On peut par ailleurs retrouver cet aspect dans l’une des pièces de théâtre de Sartre « huit clos » ou les personnages se retrouvent mort et en enfer. Ils ne peuvent plus rien changer donc au fait qu'ils aient été lâches ou méchants. \"comme nous sommes vivants, nous confie Sartre en 1965, j'ai voulu montrer par l'absurde l'importance chez nous de la liberté, c'est à dire l'importance de changer les actes par d'autres actes. Quel que soit le cercle d'enfer dans lequel nous vivons, je pense que nous sommes libres de le briser. Et si les gens ne le brisent pas c'est encore librement qu'ils y restent. De sorte qu'ils se mettent librement en enfer\"

Mais comment éviter cela ? Si l’on veut devenir un homme il nous faut agir mais que devons nous faire ? Que puis-je savoir? Notre esprit nous pousse à connaître et Sartre dit bien \"connaître c'est s'éclater vers\", c’est à dire s'élancer vers le monde pour lui donner un sens, pour le comprendre: non seulement l'homme n'est que \"projet\", mais au gré de ses découvertes et de sa volonté il change son projet, il se dépasse sans cesse lui même et les choses qui lui sont proposées.

Il n'y a pas d'essence humaine antérieure à l'existence de l'homme. Selon Sartre, il est impossible d’obtenir une définition théorique totalement satisfaisante qui permettrait de savoir précisément ce qu’est l’être humain. Celui-ci existe tout d’abord et se définit ensuite par rapport aux actions qu’il a posées. S’inspirant de Karl Marx, Sartre nous invite donc à définir l’être humain par les actions qu’il produit plutôt que par des idées ou des croyances. On pourrait conclure et traduire la pensée de Sartre en changeant la formule de Descartes du cogito « je pense donc je suis »  par « je fait donc je suis ».

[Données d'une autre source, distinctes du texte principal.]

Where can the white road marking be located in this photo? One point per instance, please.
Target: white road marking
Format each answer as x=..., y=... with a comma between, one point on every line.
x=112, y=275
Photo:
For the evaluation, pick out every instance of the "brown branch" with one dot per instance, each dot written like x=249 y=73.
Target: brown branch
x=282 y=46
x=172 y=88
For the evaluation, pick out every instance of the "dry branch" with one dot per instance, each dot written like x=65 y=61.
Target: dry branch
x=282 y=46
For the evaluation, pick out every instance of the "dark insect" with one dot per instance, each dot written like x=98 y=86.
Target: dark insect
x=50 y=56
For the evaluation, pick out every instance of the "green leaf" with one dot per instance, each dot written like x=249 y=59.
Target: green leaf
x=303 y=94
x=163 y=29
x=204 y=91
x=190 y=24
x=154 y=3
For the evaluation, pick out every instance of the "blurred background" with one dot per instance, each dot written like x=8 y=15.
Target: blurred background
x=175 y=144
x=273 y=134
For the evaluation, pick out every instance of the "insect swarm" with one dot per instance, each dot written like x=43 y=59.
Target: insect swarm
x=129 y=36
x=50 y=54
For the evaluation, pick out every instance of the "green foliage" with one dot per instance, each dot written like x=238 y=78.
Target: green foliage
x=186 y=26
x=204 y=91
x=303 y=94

2) Mais en quoi le concept de nature humaine s'oppose-t-il au concept de condition humaine ?

 

L’idée qu’il existerait une nature humaine, c’est-à-dire une essence de l’homme, une définition éternelle de l’homme dont ce dernier ne pourrait pas sortir et qui le contraindrait à vivre d’une seule façon possible s’oppose catégoriquement à la pensée de Sartre en partant du principe qu’« il est impossible de trouver en chaque homme une essence universelle qui serait la nature humaine. Cependant il ne remet pas pour autant en cause l’idée qu’il puisse y avoir une universalité humaine, mais selon lui cette universalité réside dans la condition de l’homme et non dans sa nature. Par condition de l’homme il faut entendre nous dit Sartre : « l’ensemble des limites a priori qui esquissent sa situation fondamentale dans l’univers. », cela ne signifie pas que la liberté de l’homme est limitée, mais que cette condition définit le contexte dans lequel cette liberté va pouvoir s’exercer.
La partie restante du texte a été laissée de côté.